N.B.: traduzione coperta da copyright , da non copiare e postare in altri siti senza autorizzazione.

NOTE:

(1) οι δοριφοροι a Roma erano i pretoriani, le guardie armate dell’imperatore.

(2) I Galilei (οι Γαλιλαιοι) potrebbero essere i Cristiani. Sia la traduzione inglese di Oldfather che quella italiana di Cassanmagnago (curata da G. Reale) esprimono notevole sicurezza circa la possibilità (“Si tratta sicuramente di cristiani, ecc…” (cfr. p. 894 dell’edizione italiana).
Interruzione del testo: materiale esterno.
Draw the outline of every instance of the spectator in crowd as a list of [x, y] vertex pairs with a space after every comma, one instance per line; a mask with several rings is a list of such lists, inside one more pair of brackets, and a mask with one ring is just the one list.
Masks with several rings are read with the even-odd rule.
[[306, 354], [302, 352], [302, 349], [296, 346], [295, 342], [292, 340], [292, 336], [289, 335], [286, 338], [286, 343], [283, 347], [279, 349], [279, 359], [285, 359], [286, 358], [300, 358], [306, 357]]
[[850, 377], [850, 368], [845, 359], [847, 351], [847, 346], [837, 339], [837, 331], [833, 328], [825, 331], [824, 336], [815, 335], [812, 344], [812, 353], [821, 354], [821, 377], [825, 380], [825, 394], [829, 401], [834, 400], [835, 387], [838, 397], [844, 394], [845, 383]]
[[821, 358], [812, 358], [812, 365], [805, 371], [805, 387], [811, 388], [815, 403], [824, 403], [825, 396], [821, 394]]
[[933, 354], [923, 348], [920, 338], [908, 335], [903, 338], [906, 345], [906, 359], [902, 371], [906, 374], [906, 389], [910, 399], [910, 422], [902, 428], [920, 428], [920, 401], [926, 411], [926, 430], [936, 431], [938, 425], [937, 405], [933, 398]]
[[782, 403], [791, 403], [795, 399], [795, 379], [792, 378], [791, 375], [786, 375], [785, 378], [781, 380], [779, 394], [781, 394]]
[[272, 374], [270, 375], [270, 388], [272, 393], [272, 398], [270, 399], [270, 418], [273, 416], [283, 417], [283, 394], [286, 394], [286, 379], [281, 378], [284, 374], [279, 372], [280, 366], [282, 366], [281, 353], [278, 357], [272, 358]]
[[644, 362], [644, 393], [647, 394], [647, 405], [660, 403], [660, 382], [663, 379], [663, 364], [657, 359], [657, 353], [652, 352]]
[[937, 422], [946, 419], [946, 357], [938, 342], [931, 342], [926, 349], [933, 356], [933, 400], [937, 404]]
Questo è l’unico passaggio delle “Diatribe” in cui Epittèto allude ai Γαλιλαιοι. Un altro possibile riferimento al cristianesimo si rintraccia in Arr.EpictD. 2,9,19-21 (dove allude, tuttavia, ai Ιουδαιοι).

(3) Non si tratta del Dio creatore distinto dal creato come nel pensiero ebraico e cristiano, ma del fuoco-logos creatore della dottrina stoica, cfr. Arr.EpictD. 1,9,7.

(4) La tipica bipartizione degli oggetti e delle questioni (διαρισεσις), asse portante della filosofia di Epittèto.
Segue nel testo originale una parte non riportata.